Deafheaven, Sunbather

  • 2013
  • Label: Deathwish Inc. / The Orchard
  • Pick

Carving out the perfect middle ground between Slowdive and Marduk

There are few commonalities between the melancholy drone of shoegazing and the furious assault of black metal, which makes finding common ground tricky work. Even hybrid groups like France’s Alcest and China’s Dopamine tend to downplay aggression for atmospherics. But with their second full-length, Sunbather, San Francisco’s Deafheaven carve out the perfect middle ground between Slowdive and Marduk. Three of the songs clock in at nine minutes or more, giving the band plenty of space to ebb and flow between brutality and bliss. The opening track “Dream House” sets the pace with nearly 30 seconds of hazy guitar distortion before bursting into grinding guitars, effect-saturated hooks, thunderous blast beats and roaring demonic vocals. As schizophrenic as the blend sounds on paper, the album coheres beautifully because Deafheaven have discovered the point where delicate enervation and furious despair meet, and they’ve mapped it from every angle.

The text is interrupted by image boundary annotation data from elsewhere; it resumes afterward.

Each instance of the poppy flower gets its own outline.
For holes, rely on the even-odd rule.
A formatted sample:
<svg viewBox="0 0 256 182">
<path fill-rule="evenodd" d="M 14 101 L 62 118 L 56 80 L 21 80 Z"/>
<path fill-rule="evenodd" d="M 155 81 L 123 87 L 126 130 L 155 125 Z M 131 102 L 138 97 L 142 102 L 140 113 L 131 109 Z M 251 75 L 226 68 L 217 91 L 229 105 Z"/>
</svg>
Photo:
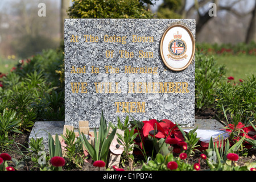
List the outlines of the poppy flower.
<svg viewBox="0 0 256 182">
<path fill-rule="evenodd" d="M 180 159 L 183 159 L 183 160 L 187 159 L 187 156 L 188 156 L 188 155 L 187 155 L 186 153 L 181 153 L 179 155 Z"/>
<path fill-rule="evenodd" d="M 253 126 L 250 126 L 243 129 L 245 134 L 243 133 L 243 136 L 245 135 L 245 138 L 253 140 L 256 139 L 256 131 Z"/>
<path fill-rule="evenodd" d="M 201 158 L 203 159 L 205 159 L 205 160 L 206 159 L 207 159 L 207 156 L 206 156 L 205 154 L 201 154 L 200 156 L 201 156 Z"/>
<path fill-rule="evenodd" d="M 117 139 L 114 139 L 111 142 L 110 146 L 109 146 L 109 149 L 111 152 L 115 155 L 120 155 L 123 153 L 125 150 L 125 147 L 122 144 L 120 144 Z"/>
<path fill-rule="evenodd" d="M 175 154 L 180 154 L 181 151 L 181 150 L 180 149 L 180 147 L 179 146 L 176 146 L 174 147 L 172 151 Z"/>
<path fill-rule="evenodd" d="M 194 169 L 196 171 L 199 171 L 200 169 L 201 166 L 199 163 L 194 164 Z"/>
<path fill-rule="evenodd" d="M 13 167 L 6 167 L 6 168 L 7 171 L 15 171 L 15 169 Z"/>
<path fill-rule="evenodd" d="M 113 166 L 113 168 L 115 170 L 115 171 L 125 171 L 125 169 L 122 169 L 122 168 L 118 168 L 117 166 Z"/>
<path fill-rule="evenodd" d="M 237 154 L 234 153 L 229 153 L 226 155 L 228 159 L 232 161 L 237 161 L 239 159 L 239 156 Z"/>
<path fill-rule="evenodd" d="M 63 167 L 65 165 L 65 159 L 59 156 L 52 157 L 50 163 L 54 167 Z"/>
<path fill-rule="evenodd" d="M 86 150 L 84 151 L 84 156 L 86 158 L 84 159 L 84 162 L 89 164 L 92 164 L 92 159 L 90 157 L 90 155 L 89 155 L 88 152 Z"/>
<path fill-rule="evenodd" d="M 179 130 L 176 124 L 168 119 L 162 119 L 163 122 L 160 122 L 159 125 L 164 130 L 167 138 L 175 138 L 179 141 L 183 141 L 184 137 L 181 132 Z"/>
<path fill-rule="evenodd" d="M 166 143 L 170 144 L 176 144 L 179 141 L 176 138 L 167 138 L 166 140 Z"/>
<path fill-rule="evenodd" d="M 3 159 L 3 160 L 5 161 L 11 160 L 11 157 L 10 156 L 10 155 L 6 153 L 2 153 L 1 154 L 0 154 L 0 158 Z"/>
<path fill-rule="evenodd" d="M 232 131 L 238 131 L 239 129 L 241 129 L 245 127 L 245 125 L 242 123 L 241 122 L 238 122 L 236 126 L 233 124 L 229 124 L 228 125 L 228 128 L 226 129 L 226 131 L 232 132 Z"/>
<path fill-rule="evenodd" d="M 163 127 L 156 119 L 143 121 L 144 126 L 142 131 L 144 136 L 147 137 L 148 135 L 155 135 L 155 138 L 166 138 L 166 134 Z"/>
<path fill-rule="evenodd" d="M 171 170 L 174 170 L 177 168 L 177 164 L 174 161 L 168 162 L 167 166 L 167 168 Z"/>
<path fill-rule="evenodd" d="M 96 160 L 93 163 L 93 165 L 95 167 L 105 167 L 106 163 L 102 160 Z"/>
</svg>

Parts of Sunbather, like the undistorted instrumental “Irresistible,” are reflective and textural, while the title track is more aggro, contrasting ringing guitar melodies with a swarming distortion and shifting between slow, tumbling drums and blastbeat tempos. “Please Reminder” melds three minutes of Skullflower-style chainsaw noise collage with another three minutes of soft, lazy strumming, while “Windows” combines apocalyptic spoken word with haunting ambient feedback. But it’s the longer tunes, including “Vertigo” and “Pecan Tree” where Deafheaven discard any sense of artsy pretension for mesmeric compositions filled with yearning, violence and beautiful sadness.

Comments 1 Comment

  1. Avatar ImageDC10on July 3, 2013 at 11:32 pm said:
    Are there really so few commonalities between shoegaze and black metal? They are both loud-guitar-driven forms of music that tend to blur and render their individual parts (including often unintelligible vocals) into a concrete whole.